La psicóloga nos recuerda que el deseo no es estático. El deseo se mueve, busca y propone. Si tu pareja se limita a reaccionar a tus estímulos sin generar nunca propios, la relación se ha convertido en un trámite administrativo.

La trampa de la zona de confort

Demasiadas parejas confunden la estabilidad con la muerte de la pasión. Creen que, una vez superada la fase inicial del enamoramiento, el destino natural es convertirse en compañeros de piso que comparten gastos y un grupo de WhatsApp. Esto es una trampa letal para la felicidad.

Cuando se pierde la curiosidad por el otro, se pierde el vínculo. Proponer un plan implica pensar en el otro, querer ver su reacción y buscar su complicidad. Sin este ejercicio mental diario, la pareja se vacía de contenido.

Este fenómeno suele ir acompañado de otras micro-señales. La falta de contacto visual, la reducción de los mensajes de texto durante el día o la ausencia de preguntas sobre cómo ha ido la jornada.
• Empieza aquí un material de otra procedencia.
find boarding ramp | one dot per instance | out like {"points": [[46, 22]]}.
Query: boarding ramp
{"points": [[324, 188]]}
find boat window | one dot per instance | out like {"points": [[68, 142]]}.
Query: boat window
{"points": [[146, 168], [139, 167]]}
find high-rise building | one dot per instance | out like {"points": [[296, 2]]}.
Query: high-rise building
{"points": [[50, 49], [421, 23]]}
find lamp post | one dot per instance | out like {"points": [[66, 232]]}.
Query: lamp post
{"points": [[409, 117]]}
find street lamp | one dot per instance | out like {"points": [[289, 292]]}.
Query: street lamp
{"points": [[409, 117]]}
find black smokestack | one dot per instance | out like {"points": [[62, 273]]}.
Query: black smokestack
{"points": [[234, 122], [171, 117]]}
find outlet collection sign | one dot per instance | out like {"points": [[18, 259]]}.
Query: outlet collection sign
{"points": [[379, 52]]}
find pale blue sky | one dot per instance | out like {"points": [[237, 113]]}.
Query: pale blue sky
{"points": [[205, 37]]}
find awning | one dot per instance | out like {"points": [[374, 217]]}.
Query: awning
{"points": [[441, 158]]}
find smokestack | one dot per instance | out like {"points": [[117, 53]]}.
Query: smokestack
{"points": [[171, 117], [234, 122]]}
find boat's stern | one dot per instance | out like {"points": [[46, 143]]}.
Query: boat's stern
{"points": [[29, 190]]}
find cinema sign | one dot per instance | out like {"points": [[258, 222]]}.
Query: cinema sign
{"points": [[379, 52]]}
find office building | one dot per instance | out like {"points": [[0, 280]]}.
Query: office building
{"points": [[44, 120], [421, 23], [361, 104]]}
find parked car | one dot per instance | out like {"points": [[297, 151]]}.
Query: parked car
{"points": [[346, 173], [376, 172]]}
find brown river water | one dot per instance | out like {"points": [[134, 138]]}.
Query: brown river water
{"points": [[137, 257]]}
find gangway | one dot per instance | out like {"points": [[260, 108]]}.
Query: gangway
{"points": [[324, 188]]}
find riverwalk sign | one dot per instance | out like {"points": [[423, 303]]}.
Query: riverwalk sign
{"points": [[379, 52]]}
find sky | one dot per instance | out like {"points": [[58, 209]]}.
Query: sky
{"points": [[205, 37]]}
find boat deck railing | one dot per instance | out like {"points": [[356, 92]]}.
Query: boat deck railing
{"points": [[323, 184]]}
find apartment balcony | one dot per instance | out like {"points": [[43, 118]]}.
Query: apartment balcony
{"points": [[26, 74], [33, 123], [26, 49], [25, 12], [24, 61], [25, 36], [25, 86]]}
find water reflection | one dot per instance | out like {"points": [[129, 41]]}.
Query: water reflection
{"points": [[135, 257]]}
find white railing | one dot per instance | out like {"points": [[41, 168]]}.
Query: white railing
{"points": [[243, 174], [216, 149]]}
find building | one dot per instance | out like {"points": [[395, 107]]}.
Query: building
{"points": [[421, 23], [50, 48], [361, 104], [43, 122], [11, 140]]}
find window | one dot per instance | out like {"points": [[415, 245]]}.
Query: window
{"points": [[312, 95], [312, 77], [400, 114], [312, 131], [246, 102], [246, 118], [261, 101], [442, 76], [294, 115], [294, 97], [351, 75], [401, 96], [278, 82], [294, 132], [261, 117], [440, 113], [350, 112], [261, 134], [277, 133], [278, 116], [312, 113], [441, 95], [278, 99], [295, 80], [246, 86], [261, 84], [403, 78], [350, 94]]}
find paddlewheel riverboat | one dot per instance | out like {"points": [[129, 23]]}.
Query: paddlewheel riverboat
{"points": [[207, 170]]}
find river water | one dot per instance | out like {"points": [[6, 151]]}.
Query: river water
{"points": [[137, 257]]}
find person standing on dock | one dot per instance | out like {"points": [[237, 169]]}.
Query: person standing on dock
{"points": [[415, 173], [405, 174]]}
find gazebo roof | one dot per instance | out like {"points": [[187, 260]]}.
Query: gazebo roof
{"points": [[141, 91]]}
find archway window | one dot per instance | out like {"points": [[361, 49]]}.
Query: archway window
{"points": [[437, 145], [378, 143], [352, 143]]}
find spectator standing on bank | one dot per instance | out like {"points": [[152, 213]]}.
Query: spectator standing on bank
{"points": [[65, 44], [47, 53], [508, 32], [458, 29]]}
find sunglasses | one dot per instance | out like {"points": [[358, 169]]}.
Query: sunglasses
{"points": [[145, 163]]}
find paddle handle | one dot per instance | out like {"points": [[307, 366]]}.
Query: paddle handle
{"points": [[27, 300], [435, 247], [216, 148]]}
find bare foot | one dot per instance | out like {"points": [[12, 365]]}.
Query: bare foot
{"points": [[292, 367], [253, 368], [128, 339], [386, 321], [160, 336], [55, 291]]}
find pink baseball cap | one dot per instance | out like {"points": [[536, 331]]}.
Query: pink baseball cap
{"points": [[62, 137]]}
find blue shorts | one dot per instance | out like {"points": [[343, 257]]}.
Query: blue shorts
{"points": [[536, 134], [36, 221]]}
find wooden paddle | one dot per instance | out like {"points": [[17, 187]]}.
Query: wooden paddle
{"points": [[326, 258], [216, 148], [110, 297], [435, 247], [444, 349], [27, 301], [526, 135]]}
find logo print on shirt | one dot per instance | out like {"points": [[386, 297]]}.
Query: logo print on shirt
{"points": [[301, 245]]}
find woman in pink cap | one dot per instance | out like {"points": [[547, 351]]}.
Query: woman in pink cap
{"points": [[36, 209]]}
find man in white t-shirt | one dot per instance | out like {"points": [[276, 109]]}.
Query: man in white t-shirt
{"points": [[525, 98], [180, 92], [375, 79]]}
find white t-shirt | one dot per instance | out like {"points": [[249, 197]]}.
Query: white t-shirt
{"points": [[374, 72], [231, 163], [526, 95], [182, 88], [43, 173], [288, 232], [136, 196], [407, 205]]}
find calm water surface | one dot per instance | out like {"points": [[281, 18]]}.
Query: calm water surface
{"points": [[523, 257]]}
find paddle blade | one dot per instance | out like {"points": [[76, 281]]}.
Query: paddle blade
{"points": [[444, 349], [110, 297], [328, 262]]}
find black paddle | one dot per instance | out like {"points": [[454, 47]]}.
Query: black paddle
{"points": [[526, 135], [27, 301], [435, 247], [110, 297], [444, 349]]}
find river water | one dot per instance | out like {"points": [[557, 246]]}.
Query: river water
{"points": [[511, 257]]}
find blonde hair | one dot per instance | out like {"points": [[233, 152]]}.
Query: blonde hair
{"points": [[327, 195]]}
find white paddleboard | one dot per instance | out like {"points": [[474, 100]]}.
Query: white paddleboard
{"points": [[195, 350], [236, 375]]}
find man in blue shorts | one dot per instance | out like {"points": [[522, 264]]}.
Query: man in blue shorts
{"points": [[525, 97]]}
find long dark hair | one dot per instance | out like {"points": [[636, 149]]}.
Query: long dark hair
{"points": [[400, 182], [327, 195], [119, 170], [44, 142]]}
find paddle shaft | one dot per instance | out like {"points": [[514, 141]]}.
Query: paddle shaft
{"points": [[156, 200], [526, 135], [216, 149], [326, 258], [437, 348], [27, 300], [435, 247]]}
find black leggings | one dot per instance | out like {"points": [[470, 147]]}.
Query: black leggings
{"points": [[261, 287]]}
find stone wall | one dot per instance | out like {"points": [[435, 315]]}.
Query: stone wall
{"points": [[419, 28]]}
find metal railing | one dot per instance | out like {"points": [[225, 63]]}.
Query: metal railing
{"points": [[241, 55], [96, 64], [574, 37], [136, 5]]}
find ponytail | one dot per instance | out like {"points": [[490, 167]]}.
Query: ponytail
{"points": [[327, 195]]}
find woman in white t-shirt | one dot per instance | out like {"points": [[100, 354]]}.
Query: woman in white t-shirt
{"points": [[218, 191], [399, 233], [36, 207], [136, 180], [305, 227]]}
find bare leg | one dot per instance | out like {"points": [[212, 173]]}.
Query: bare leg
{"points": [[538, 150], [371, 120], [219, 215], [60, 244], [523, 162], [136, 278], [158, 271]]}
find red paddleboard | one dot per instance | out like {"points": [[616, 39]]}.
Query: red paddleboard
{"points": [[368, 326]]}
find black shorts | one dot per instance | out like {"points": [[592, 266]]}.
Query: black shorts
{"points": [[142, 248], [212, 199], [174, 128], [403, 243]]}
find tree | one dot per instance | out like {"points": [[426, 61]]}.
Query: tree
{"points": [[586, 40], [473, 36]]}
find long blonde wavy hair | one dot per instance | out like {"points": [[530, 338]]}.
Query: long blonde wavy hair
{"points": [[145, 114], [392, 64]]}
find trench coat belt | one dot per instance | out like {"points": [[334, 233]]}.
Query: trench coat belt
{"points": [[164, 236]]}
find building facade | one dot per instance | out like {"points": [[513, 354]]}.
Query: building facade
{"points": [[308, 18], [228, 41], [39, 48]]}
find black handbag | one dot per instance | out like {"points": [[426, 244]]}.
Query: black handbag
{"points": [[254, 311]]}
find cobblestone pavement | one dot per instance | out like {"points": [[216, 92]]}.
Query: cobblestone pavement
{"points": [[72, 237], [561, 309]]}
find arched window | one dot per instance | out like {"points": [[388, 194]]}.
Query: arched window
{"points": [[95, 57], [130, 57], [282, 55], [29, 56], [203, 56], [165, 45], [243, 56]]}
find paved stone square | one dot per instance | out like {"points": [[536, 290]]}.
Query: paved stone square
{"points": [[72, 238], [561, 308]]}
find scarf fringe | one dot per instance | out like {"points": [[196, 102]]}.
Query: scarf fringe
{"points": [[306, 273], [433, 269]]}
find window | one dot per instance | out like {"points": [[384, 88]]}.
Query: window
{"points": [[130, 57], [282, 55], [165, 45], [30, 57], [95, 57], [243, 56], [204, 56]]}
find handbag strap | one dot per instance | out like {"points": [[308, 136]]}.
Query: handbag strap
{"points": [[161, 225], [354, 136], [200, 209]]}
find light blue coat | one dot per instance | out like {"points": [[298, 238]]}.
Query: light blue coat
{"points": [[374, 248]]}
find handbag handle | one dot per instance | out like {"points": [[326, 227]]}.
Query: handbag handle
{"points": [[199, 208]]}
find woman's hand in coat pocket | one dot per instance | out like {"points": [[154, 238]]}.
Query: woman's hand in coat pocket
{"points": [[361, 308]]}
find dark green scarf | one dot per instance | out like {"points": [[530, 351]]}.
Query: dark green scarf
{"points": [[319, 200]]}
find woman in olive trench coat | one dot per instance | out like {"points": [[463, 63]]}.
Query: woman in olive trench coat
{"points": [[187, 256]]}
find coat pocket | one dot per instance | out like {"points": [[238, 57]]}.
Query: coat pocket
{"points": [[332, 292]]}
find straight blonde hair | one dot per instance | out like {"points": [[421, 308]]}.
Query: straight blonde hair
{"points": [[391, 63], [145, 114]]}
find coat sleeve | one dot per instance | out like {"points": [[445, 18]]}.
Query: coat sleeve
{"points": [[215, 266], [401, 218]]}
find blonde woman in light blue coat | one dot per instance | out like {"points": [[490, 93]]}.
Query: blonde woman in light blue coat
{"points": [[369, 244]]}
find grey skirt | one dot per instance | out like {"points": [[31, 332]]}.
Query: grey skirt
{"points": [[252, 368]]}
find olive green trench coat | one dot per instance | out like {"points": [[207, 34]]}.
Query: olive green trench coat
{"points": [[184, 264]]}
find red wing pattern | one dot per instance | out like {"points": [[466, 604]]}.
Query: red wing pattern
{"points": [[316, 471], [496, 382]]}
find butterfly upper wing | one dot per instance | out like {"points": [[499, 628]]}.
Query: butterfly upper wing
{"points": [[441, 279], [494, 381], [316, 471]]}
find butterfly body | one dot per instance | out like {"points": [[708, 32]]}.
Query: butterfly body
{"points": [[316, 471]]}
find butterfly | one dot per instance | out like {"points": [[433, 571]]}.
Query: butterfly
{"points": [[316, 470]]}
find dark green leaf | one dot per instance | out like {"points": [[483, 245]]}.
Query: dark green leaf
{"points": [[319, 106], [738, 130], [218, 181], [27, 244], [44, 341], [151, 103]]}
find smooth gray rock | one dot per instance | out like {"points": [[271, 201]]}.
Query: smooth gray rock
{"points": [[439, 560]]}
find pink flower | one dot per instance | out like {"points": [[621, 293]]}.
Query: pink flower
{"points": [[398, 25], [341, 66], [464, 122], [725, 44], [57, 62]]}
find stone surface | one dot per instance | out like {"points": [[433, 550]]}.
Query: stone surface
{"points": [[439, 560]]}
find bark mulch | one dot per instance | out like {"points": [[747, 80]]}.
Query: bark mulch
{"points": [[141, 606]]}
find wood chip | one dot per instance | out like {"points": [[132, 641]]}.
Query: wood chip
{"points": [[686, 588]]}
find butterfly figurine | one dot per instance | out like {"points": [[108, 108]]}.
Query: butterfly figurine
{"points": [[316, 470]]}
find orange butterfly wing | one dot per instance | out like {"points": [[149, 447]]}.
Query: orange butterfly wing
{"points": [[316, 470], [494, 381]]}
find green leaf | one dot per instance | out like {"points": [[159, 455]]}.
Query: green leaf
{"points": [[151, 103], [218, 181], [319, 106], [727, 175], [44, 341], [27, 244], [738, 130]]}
Todo forma parte del mismo proceso de retirada afectiva.

¿Cómo puedes reaccionar antes de la ruptura definitiva?

Si te has sentido identificado con esta situación, no todo está perdido, pero hay que actuar de inmediato. Lo peor que puedes hacer es adoptar una actitud de reproche constante. Las quejas como «nunca propones nada» solo harán que la otra persona se cierre aún más en banda.

La solución pasa por un cambio de estrategia radical. Deja de organizarlo todo durante una semana. Observa qué ocurre cuando tú no llevas la iniciativa. Si se produce un vacío absoluto, tendrás la confirmación que necesitas para abrir una conversación honesta e incómoda.

Es el momento de hacer las preguntas difíciles, aquellas que nos dan miedo porque conocemos la respuesta. Pero es mejor sufrir una verdad a tiempo que vivir en una mentira sostenida que acabará rompiéndote por dentro.

Recuerda que te mereces a alguien que quiera compartir su tiempo libre contigo de manera activa. Alguien que tenga ganas de sorprenderte y que se emocione solo de pensar en el próximo fin de semana juntos. No rebajes tus estándares por miedo a la soledad.

La vida es demasiado corta para pasarla al lado de alguien que solo te acompaña por no tener que caminar solo. ¿Has detectado este comportamiento en tu relación últimamente?